The use of complementary and alternative medicine (CAM) has not been widely studied among children in Italy. ISTAT-2005 survey showed a prevalence of 10% concerning children treated with CAM. The lack of data about the use of CAM in pediatrics in the South of Italy aimed us to conduct an epidemiological inquiry in Calabria.

Methods

The study has been conducted from 2009 and 2011 at the Pediatric Units of: University “Magna Graecia”- Catanzaro (CZ), Pugliese-Ciaccio Hospital-Catanzaro (CZ), Annunziata Hospital-Cosenza (CS), Jazzolino Hospital- ViboValentia (VV), Riuniti Hospitals- Reggio Calabria (RC) and San Giovanni di Dio Hospital- Crotone (KR).

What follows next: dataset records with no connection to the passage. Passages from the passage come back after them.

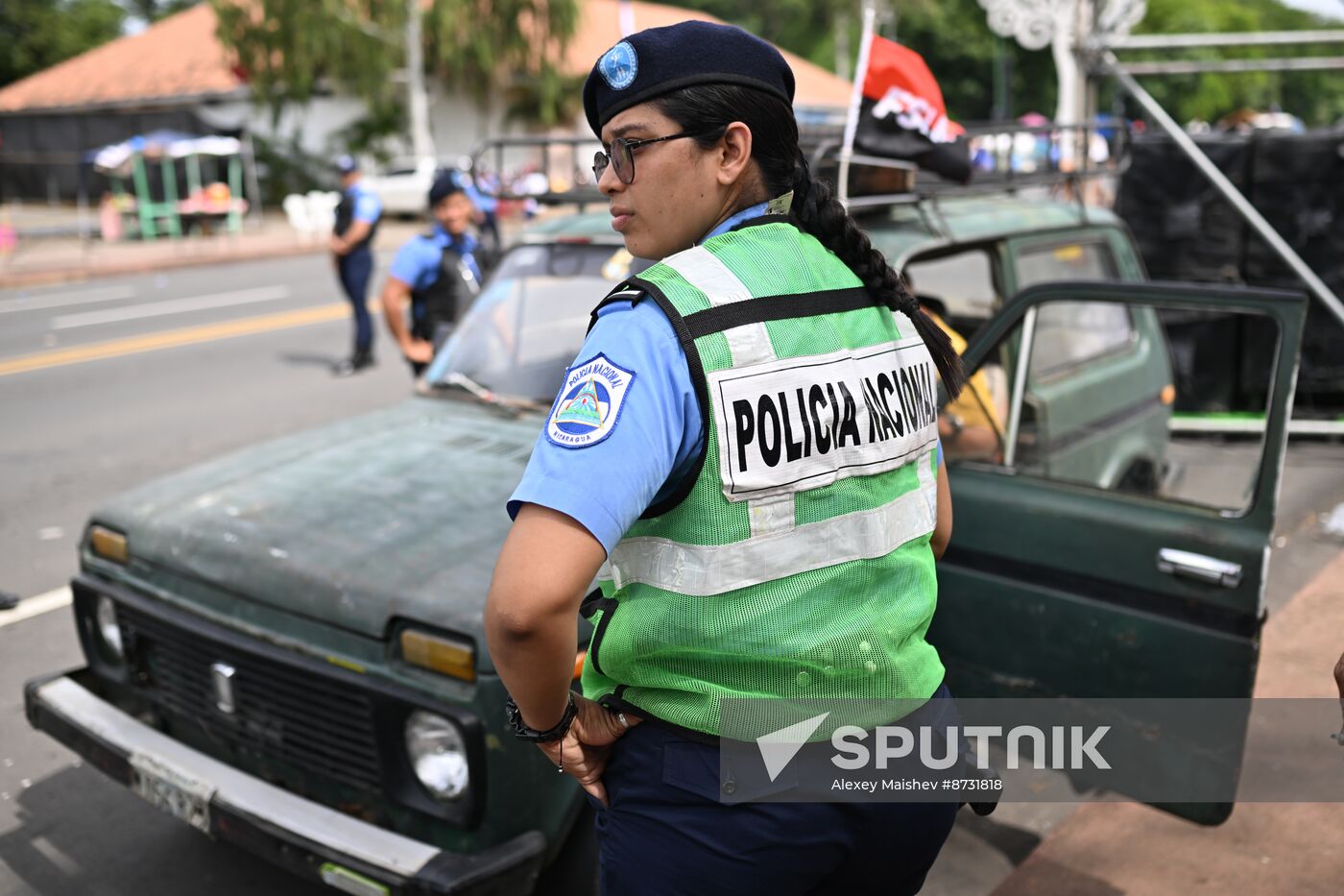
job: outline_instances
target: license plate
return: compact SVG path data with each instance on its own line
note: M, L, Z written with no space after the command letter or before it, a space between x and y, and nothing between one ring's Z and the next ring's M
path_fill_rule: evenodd
M161 759L136 753L130 757L130 788L173 818L210 833L210 798L215 794L211 784Z

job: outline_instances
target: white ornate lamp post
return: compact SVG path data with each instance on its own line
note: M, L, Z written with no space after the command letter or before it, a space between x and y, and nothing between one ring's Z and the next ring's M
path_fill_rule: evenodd
M1093 113L1082 52L1110 46L1148 12L1146 0L980 0L980 5L999 36L1027 50L1050 44L1059 77L1056 124L1079 124Z

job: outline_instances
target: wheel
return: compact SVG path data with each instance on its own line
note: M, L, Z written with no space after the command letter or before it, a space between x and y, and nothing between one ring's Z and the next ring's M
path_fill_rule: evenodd
M597 896L597 831L593 829L595 813L583 800L579 817L574 819L559 854L542 869L536 879L538 896Z

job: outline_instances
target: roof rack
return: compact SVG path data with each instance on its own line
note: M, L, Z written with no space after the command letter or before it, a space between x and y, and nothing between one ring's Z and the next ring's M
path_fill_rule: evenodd
M472 180L493 199L542 204L606 202L593 179L597 137L496 137L472 151Z
M1122 121L980 124L968 126L965 137L972 153L972 179L965 184L923 171L914 161L852 155L849 207L1013 192L1025 187L1077 187L1091 178L1120 176L1130 161L1130 132ZM813 171L832 183L839 179L840 145L840 139L832 135L821 140L810 159Z

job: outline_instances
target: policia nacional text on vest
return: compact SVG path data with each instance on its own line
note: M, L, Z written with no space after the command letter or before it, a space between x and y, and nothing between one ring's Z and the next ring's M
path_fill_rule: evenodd
M586 601L585 694L711 737L731 697L853 698L866 728L930 697L937 396L913 322L782 215L606 301L630 299L672 322L706 449Z

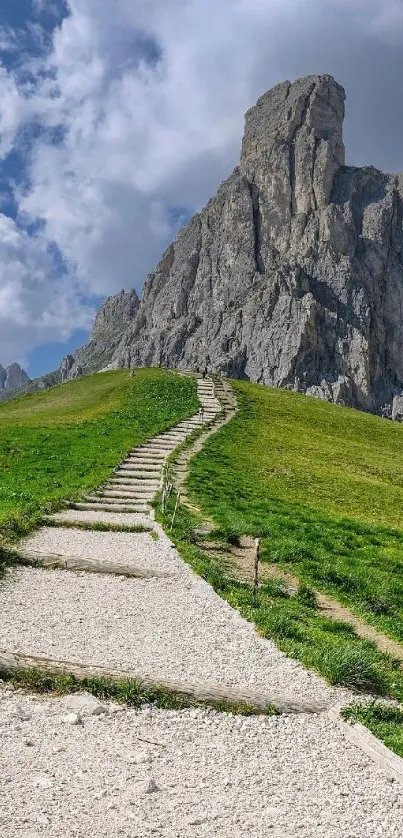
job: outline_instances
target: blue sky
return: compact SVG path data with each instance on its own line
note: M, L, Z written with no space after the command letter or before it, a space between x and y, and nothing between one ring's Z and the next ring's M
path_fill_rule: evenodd
M141 291L284 79L347 92L347 162L403 170L402 0L3 0L0 362L38 375Z

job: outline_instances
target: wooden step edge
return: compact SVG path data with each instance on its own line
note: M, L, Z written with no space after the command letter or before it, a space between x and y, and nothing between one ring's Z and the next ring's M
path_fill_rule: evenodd
M150 508L148 506L130 508L124 503L120 505L110 503L71 503L70 509L77 511L81 510L83 512L124 512L128 515L137 513L140 515L148 515L150 512Z
M329 710L329 716L342 729L346 738L360 748L373 762L391 774L403 785L403 759L394 754L377 736L360 722L345 721L335 708Z
M74 675L78 680L94 677L108 678L112 681L132 680L145 687L162 687L176 695L188 696L209 704L225 702L234 708L248 707L259 713L264 713L268 708L274 708L281 713L323 713L329 709L326 704L319 701L293 699L291 696L280 696L270 692L237 689L224 684L176 681L131 670L108 669L0 650L0 677L2 673L12 674L21 669L34 669L52 675Z
M133 533L135 535L135 533ZM58 553L40 553L36 550L18 550L18 556L29 565L38 565L43 568L59 568L62 570L79 570L87 573L112 574L114 576L127 576L136 579L153 579L177 576L163 570L152 568L133 567L132 565L121 564L120 562L103 562L100 559L92 559L86 556L63 556Z

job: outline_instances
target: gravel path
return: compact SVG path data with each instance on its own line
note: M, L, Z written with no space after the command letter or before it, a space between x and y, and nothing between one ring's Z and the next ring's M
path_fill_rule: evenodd
M53 521L83 521L89 524L123 524L125 527L152 527L150 515L137 512L98 512L96 510L65 509L50 516ZM60 530L59 530L60 532Z
M2 838L402 834L401 786L326 716L115 705L71 726L65 699L0 699Z
M7 579L0 648L293 698L336 702L345 695L259 637L190 571L140 580L24 568Z
M209 386L199 391L214 410ZM147 456L136 454L139 470ZM101 491L113 500L116 480ZM152 526L158 540L44 527L24 546L175 577L11 569L0 585L0 648L329 705L351 699L259 637L185 565L152 512L101 511L98 502L54 520ZM326 713L135 711L26 696L0 682L2 838L400 838L402 822L402 787Z

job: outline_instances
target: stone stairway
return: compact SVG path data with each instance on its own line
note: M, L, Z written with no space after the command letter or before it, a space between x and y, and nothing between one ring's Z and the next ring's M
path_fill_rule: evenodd
M101 512L130 512L152 517L152 501L162 486L163 469L172 454L194 431L208 425L221 412L213 379L197 379L199 413L134 448L117 466L106 483L70 509Z

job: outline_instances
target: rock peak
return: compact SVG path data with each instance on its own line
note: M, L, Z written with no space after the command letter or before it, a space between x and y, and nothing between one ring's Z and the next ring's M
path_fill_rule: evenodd
M261 202L262 235L293 248L304 219L330 201L336 172L344 165L344 89L332 76L306 76L278 84L245 118L241 171Z

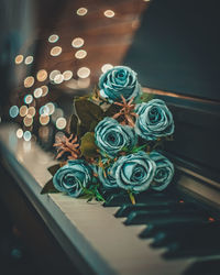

All information was collected through a questionnaire proposed to children’s parents admitted to these hospitals as out-patients or in-patients.

Results

1387 parents were approached to complete the questionnaire. 21(1,5%) refused to answer. A total of 1366 questionnaire was analyzed: 378 at CZ , 450 at CS, 131 at KR, 201 at VV and 206 at RC, with a response rate of 98,5%. In total, the percentage of children using CAM varied from 18% in Crotone to 38% in Cosenza. The parents who used CAM for their children were older and with a higher education. Phytotherapy was preferred to homeopathy. The gastrointestinal pathologies and upper respiratory tract are those ones for which frequently parents recur to CAM. Of note we have not to disregard their use “ to strengthen” the immune system. In most of cases CAM have been prescribed by pediatrician.

Conclusions

Our study remarks that the use of CAM is increased dramatically among the calabrian children in the last years as well as in other countries. Pediatricians need to improve their knowledge about CAM in order to better manage the parental attitude.